Michelle had said that, too. I’d tried to convince myself of that for years, and hearing her say it as well, thinking about what was happening now—maybe there was some truth in it. Right now, I was just pleased Tess was still in the same room as me.
“But what the hell is it?” she asked. “There are plenty of hallucinogens out there and they’re not as bad as something like meth, right?”

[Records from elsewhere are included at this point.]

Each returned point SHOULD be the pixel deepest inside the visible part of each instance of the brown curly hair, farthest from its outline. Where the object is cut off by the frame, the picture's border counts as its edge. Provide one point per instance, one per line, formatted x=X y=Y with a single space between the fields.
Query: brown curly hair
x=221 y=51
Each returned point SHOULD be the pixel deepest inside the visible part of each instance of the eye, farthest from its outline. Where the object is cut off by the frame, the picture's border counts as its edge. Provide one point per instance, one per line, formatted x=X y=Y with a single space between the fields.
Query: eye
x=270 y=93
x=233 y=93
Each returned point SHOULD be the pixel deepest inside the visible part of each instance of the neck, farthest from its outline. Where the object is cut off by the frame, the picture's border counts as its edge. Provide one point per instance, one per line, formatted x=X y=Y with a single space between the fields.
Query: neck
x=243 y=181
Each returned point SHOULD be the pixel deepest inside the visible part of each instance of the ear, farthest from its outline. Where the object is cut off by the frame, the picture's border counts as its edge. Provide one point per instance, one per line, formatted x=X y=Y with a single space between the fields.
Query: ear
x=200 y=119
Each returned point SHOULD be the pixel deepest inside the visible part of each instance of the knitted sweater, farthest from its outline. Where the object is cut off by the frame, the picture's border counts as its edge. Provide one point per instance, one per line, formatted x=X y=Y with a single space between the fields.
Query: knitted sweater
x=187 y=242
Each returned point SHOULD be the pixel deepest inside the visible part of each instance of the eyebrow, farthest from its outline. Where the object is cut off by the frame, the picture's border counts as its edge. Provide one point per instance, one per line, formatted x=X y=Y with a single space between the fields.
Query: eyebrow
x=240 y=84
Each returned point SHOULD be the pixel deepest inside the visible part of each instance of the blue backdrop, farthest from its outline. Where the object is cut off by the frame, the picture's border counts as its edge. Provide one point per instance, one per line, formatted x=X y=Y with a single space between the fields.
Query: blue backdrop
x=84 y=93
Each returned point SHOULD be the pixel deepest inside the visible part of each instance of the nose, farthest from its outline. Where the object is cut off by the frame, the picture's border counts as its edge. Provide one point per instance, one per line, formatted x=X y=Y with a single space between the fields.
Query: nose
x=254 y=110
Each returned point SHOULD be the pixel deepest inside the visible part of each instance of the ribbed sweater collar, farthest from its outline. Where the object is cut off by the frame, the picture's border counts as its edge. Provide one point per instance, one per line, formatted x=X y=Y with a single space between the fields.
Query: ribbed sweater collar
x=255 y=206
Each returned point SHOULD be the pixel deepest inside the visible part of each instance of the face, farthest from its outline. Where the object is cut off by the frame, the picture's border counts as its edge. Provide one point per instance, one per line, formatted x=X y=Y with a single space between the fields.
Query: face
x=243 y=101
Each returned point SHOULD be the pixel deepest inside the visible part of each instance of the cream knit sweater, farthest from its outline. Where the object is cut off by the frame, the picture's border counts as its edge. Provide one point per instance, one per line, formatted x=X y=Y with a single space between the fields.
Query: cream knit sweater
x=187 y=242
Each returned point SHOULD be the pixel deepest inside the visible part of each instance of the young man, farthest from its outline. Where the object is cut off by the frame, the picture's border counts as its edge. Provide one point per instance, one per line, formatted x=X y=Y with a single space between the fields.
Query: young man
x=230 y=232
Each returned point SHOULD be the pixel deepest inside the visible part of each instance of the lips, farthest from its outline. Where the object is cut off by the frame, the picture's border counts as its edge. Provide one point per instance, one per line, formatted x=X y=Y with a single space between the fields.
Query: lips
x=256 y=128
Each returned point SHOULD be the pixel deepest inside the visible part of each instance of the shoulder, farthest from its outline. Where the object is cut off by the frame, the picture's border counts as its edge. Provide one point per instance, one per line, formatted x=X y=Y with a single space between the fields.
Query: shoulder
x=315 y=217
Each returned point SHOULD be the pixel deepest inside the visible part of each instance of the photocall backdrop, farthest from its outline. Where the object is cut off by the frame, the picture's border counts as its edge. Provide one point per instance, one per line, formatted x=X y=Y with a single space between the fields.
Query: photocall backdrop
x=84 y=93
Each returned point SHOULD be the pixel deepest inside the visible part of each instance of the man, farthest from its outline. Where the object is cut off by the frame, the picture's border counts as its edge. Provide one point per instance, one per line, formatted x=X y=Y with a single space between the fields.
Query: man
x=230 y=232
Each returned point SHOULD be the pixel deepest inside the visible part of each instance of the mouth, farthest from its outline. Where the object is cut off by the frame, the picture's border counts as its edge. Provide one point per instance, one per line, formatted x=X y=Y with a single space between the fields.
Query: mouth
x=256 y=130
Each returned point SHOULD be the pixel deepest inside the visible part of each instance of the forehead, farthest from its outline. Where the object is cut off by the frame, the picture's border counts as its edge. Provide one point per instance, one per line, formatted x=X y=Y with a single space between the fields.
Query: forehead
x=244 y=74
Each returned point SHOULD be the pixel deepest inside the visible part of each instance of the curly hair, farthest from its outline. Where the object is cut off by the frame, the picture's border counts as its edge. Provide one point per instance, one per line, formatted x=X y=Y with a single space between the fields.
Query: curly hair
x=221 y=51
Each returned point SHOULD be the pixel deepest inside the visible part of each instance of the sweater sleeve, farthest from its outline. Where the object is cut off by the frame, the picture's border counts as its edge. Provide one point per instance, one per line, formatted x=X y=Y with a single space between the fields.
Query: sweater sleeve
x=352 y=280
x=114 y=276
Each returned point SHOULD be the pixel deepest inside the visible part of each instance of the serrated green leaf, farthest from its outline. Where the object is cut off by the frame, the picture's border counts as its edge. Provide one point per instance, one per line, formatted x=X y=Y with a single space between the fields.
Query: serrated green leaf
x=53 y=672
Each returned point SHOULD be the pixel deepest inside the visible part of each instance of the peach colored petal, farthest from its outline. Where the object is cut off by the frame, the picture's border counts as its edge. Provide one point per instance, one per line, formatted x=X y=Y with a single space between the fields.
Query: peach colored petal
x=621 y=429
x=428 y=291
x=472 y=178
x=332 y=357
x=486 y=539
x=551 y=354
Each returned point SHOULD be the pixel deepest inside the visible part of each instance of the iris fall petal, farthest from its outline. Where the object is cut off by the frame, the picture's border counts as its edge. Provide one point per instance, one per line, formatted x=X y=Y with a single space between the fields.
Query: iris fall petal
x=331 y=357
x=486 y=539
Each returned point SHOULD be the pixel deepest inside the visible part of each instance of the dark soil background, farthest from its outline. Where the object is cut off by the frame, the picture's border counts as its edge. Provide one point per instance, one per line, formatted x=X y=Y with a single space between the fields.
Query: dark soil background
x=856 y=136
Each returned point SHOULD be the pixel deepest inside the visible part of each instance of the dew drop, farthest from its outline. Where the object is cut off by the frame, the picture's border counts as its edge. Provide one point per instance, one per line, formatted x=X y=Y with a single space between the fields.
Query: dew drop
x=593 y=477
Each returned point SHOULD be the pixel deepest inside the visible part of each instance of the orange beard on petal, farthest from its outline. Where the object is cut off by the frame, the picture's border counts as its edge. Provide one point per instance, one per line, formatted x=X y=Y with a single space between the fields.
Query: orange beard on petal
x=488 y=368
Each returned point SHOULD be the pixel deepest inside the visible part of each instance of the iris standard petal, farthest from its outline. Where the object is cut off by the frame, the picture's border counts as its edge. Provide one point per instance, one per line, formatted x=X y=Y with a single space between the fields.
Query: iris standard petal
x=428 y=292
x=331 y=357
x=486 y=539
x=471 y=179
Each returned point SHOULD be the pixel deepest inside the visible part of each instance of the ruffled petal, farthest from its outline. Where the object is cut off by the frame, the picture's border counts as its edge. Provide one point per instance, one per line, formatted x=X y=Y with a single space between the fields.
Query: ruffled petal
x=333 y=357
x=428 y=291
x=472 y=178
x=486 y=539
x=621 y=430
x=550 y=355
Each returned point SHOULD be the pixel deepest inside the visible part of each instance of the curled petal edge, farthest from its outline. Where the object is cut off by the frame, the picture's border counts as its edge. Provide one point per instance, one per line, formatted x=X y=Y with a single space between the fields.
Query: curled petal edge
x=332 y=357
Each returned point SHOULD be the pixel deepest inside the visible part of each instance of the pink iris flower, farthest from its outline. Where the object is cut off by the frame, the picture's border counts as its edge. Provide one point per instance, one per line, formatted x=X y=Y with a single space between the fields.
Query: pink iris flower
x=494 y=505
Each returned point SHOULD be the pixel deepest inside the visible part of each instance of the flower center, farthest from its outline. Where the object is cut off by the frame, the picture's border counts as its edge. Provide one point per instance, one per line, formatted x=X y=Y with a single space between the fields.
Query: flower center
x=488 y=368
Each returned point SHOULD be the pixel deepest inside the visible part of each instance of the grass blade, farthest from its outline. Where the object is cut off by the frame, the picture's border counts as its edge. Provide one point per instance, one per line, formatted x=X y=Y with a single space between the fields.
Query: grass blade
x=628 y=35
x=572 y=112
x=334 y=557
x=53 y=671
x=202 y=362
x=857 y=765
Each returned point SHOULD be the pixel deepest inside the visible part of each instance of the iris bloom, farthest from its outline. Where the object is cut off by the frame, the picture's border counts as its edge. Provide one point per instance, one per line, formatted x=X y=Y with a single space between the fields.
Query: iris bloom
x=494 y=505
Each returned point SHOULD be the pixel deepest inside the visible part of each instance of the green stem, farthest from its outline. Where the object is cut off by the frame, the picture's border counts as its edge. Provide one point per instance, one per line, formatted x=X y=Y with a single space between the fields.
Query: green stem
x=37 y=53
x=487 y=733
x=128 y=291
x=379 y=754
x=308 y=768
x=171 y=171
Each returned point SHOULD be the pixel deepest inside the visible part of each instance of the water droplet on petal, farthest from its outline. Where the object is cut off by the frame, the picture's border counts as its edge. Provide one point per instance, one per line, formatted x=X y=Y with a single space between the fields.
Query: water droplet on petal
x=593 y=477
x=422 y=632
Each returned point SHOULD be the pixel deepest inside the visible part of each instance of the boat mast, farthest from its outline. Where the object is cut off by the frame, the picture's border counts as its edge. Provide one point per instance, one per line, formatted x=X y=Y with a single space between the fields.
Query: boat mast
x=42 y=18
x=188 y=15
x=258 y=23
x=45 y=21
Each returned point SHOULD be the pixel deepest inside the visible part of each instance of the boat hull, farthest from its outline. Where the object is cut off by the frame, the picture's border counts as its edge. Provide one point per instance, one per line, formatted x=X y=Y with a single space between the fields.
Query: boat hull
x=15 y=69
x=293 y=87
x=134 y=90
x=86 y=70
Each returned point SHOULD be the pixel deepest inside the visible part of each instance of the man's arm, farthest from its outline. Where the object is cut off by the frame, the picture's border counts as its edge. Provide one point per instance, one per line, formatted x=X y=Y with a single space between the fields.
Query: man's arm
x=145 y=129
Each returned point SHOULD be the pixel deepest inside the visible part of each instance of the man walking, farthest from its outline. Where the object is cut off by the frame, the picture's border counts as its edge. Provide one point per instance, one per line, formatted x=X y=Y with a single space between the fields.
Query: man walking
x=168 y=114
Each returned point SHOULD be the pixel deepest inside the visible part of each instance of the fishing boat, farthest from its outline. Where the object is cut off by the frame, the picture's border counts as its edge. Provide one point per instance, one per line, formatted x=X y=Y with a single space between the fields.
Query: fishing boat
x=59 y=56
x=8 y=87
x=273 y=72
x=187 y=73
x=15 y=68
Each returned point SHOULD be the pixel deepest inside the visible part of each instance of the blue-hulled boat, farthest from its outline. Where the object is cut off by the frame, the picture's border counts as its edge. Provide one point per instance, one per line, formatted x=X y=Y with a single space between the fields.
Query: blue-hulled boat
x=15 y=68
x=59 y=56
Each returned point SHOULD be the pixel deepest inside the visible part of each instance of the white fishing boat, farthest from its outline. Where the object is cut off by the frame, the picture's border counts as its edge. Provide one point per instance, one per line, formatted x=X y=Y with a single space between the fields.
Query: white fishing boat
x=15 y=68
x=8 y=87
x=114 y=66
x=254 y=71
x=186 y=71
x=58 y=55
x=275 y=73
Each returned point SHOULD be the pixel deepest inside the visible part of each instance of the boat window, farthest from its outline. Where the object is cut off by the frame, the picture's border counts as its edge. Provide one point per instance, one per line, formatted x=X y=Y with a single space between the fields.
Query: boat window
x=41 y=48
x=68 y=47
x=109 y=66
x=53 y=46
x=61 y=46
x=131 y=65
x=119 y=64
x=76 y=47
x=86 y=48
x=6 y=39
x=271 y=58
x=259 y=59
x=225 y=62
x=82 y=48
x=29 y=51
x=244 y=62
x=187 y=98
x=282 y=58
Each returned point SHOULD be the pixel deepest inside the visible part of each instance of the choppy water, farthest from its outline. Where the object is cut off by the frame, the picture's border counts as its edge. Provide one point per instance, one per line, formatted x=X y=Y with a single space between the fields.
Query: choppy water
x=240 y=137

I’d asked the same question, back then. “Three reasons. One, he said it was something that could be hugely popular, that it had such a kick in it that people wouldn’t be able to resist, that it would make meth look like aspirin—his words, not mine. Two, he’d managed to turn it into a pill. Which means it’s easy to take. And the right drug at the right time can spread like the plague. Three, since Navarro would be the only one supplying it, he could make it as addictive as he wants. Which would be a disaster since we’re talking about a heavy-duty hallucinogen.”
“Why?”
“Most human brains,” I explained, “are not wired to deal with the effects of a hard-core hallucinogen. They’re just not. The brain can deal with the effects of weed or coke or heroin, but a hard-core hallucinogen is very different. It runs a serious risk of destroying a big chunk of the psychological fabric of its users. That’s why these drugs have always been seen culturally, in pagan religions and such, as something that is by the few and for the few, meaning it’s meant to be taken only after a proper initiation. It’s part of a ritual, a ceremony, a rite of passage . . . you do it once in a lifetime, maybe when you come of age, when you enter adulthood, when you reach a certain milestone of maturity—or when you’re in bad shape and you need to be healed. The only people who are allowed to do it regularly are the shamans and the medicine men, and there’s a reason for that. They can take it on a regular basis because they’re trained to deal with its effects, their whole lives are devoted to coping with the ramifications of what you see and what you experience when you’re tripping. Biologically and, more importantly, psychologically, the average person is just not equipped and not trained to deal with something this intense, and from a social point of view there isn’t time for the average user to do that. There’s a real risk that if a drug like this were to become mainstream—based on what we know about it—it could cause a lot of problems. People using a pill like that wouldn’t be able to function. They could easily develop long-term depression and mental instability and suffer breakdowns. Psychiatric wards would have to deal with an onslaught of hundreds of thousands of patients. Look at how devastating and debilitating meth is, how it takes over lives and turns healthy, successful people who had everything going for them into zombies—and we’re only seeing the beginning of it.